Between the time of the pond’s dredging and August of this year Huetter did at least eight visual inspections. On July 24, he collected up to 1 inch of sediment. In letters to Holben from May 2008 until August of this year, Huetter noted the dirt pile needs more silt fencing, vegetation and repair to the slope’s steepness to stabilize the site and keep silt out of the pond.
“If the GP Site is not adequately stabilized, this deposition will continue and could increase substantially,” Huetter wrote after a July 20 site visit.
This isn’t the first time Holben has had problems with land development behind his property.
In 1987, winter and spring rains filled his pond with mud after a developer removed vegetation from a 12-acre tract. At the time, a study by an environmental engineering firm concluded that the estimated runoff had increased about 400 percent after the grading was done.
The county’s side
Bryan Lackey, deputy director of Gwinnett’s planning department, acknowledges county meetings with Holben and others over the past three years, but says the county intervened at the “appropriate time.”
“For the past three months, we’ve been working with all involved to make this better,” he said, noting that the county issued two citations against G.P.’s Enterprises in mid-July.

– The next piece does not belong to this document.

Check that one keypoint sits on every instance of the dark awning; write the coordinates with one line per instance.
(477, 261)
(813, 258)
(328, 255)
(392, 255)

“We’ve not turned a blind eye to the community and to the site,” he said.
County Commissioner Bert Nasuti said he was contacted about the issue more than two years ago and responded immediately.
“I didn’t wait a week. I didn’t wait an hour. I told my people to investigate and solve the problem and not do anything to harm the lake,” he said, citing numerous e-mail exchanges between county and community leaders. “I think the county has been responsive to jumping into the issue. Has it been solved to everyone concerned? Obviously not.”
But Mayor Salter said what the county has offered amounts to “words and polite attention.”
“You have to wonder why the county would allow thousands of tons of loose fill dirt to be put on a steep hillside with some wobbly silt fences ... and expect that dirt would not move down that slope.”
EPD steps in
Bert Langley, district manager for the EPD, said the agency is proceeding with its own enforcement since “it appears the county is not going to be able to come to a good resolution.”
Because water from Holben’s pond flows into Lake Berkeley and, eventually, the Chattahoochee River, his pond is considered state water, Langley said. That means the amount of stormwater runoff from the construction site is required to comply with state law.
“Our initial investigation suggests [G.P.’s Enterprises is] not in compliance,” Langley said.
But in a meeting last week with company representatives, Langley said G.P.’s Enterprises has made “some progress” over the past few weeks, rerouting stormwater and attempting to stabilize the pile of fill.
Holben said he will wait until the issue is resolved before deciding on any legal action. For him, the solution appears clearer than the water in his pond.
“If you don’t move that dirt from where it came from, God’s going to move it down to my pond and into Berkeley Lake.”